NWMEDIA R1B (4 units)

Is Technology Evil?
N. Gutierrez

Session A, MTWTh

Digital Technology has profoundly influenced the ways we live, work and play. From the “disruptive innovations” of the sharing economy to workplace automatization, from social media to streaming entertainment, the standard narrative of new media and technologies tends to be aspirational: digital networks democratize access, increase efficiency and make life more convenient — in short, they change the world, usually for the better. But is the reality of this new technological world purely positive or does with it pose some problems as well?

In this course, we will practice the skills of college level writing and research by carefully questioning popular narratives of digital technology. Do the mass media make us into zombie consumers? Do social media cause isolation? Do search engine algorithms create filter bubbles that polarize culture? We will think about the role of mass media in the production of consuming subjects, of the representations of race, gender and sexuality in new media, of the nature and role of aesthetics and design in contemporary life.

NWMEDIA 90 (4 units)

Digital Storytelling & Cultural Agency
Y. R. Maldonado

Session A, MTW

This course will be a theoretical and hands-on approach to community-based research focused on a scholarly understanding of the production and collection of digital stories. The course will have three areas of study: theories of cultural agency and participatory cultures, a brief introduction to story-telling in 20 th and 21 st Centuries (from ‘testimonio’ to Digital Storytelling, podcasts, twitter and blogs) and the use of new media tools in academic-community collaborations. Students will learn how to design a community-based research project leading to the collection of digital stories with and in a particular community of interest. Students will complete weekly short digital stories in a variety of platforms, two written reports applying theories studied in class to the analysis of a digital story and a final project consisting of either creating a proposal for a community based project or critical considerations in the production and analysis of an original digital story. Some relevant authors to be studied in class will be Antonio Gramsci, Walter Benjamin, Paulo Freire, Roland Barthes, Rigoberta Menchú, Doris Sommer, Diana Taylor, Henry Jenkins, and John Beverley, among others.

NWMEDIA 114 (4 units)

Rhetoric of New Media
Kaitlin Forcier

Session D, MTW

This course will examine major trends in theories of new media, and some of the most common forms through which these media have been conceptualized. The concept of “New Media” is itself one that is constantly being defined and redefined; does thinking about the forms which new media have taken in popular and theoretical discourse help us to an understanding of what defines new media?

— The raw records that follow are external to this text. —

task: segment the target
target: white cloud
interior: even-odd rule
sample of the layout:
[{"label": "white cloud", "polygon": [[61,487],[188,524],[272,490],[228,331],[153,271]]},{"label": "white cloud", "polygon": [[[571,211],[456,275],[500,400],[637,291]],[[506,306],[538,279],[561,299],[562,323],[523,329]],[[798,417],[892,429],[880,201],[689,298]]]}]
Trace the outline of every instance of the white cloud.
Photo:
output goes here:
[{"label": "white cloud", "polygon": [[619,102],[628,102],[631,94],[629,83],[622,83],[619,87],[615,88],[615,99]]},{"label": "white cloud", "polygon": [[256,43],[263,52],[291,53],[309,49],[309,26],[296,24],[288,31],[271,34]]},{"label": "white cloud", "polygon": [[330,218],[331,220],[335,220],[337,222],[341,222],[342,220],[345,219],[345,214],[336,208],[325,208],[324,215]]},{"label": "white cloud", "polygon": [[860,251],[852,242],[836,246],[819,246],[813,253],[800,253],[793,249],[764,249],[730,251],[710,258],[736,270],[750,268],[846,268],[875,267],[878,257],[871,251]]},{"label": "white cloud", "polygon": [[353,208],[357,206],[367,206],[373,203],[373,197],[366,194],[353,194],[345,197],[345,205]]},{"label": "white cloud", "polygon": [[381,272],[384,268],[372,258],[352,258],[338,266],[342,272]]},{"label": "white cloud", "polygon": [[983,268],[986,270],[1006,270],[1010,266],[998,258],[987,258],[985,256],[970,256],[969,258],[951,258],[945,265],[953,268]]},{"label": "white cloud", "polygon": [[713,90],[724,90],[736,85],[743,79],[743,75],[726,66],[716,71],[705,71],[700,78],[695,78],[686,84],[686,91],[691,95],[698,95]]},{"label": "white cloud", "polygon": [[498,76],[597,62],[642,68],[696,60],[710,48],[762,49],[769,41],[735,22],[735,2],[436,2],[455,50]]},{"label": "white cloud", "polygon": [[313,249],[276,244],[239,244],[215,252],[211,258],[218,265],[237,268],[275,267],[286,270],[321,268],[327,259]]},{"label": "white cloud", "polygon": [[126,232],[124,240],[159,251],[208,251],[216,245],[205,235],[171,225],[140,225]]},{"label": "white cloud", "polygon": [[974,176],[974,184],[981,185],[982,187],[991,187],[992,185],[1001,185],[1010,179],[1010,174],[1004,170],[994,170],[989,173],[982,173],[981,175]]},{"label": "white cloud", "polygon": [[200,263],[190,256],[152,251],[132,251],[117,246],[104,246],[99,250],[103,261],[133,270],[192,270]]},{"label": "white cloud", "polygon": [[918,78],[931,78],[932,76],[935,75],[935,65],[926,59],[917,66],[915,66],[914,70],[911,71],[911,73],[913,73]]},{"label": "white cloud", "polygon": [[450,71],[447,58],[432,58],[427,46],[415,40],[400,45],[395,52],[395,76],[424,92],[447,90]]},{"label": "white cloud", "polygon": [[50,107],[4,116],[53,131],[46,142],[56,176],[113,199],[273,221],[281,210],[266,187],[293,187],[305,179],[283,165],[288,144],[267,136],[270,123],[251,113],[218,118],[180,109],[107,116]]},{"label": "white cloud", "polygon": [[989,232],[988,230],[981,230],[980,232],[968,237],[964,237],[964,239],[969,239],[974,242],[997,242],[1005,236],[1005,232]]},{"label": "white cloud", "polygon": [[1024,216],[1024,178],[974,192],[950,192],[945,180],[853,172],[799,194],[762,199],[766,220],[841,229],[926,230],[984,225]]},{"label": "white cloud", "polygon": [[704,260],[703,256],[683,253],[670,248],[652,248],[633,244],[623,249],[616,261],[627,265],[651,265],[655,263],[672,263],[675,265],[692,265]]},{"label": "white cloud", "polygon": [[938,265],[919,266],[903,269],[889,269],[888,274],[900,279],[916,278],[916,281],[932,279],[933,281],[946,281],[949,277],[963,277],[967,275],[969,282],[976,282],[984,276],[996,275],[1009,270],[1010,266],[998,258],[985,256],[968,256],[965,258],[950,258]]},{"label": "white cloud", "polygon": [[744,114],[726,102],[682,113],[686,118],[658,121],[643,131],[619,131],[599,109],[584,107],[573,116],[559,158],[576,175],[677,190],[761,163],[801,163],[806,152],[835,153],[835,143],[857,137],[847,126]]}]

We will examine particular examples of new media forms – network, protocol, cyborg, and remediation – to consider the following questions: What are the forms of new media? Why have new media been conceptualized in these ways? What are the areas of intersection amongst these forms? How have these forms arisen, and what discourses have shaped them?

Our objects of study will draw from a broad range of new media, including digital images, social media, videogames, web applications, new media art.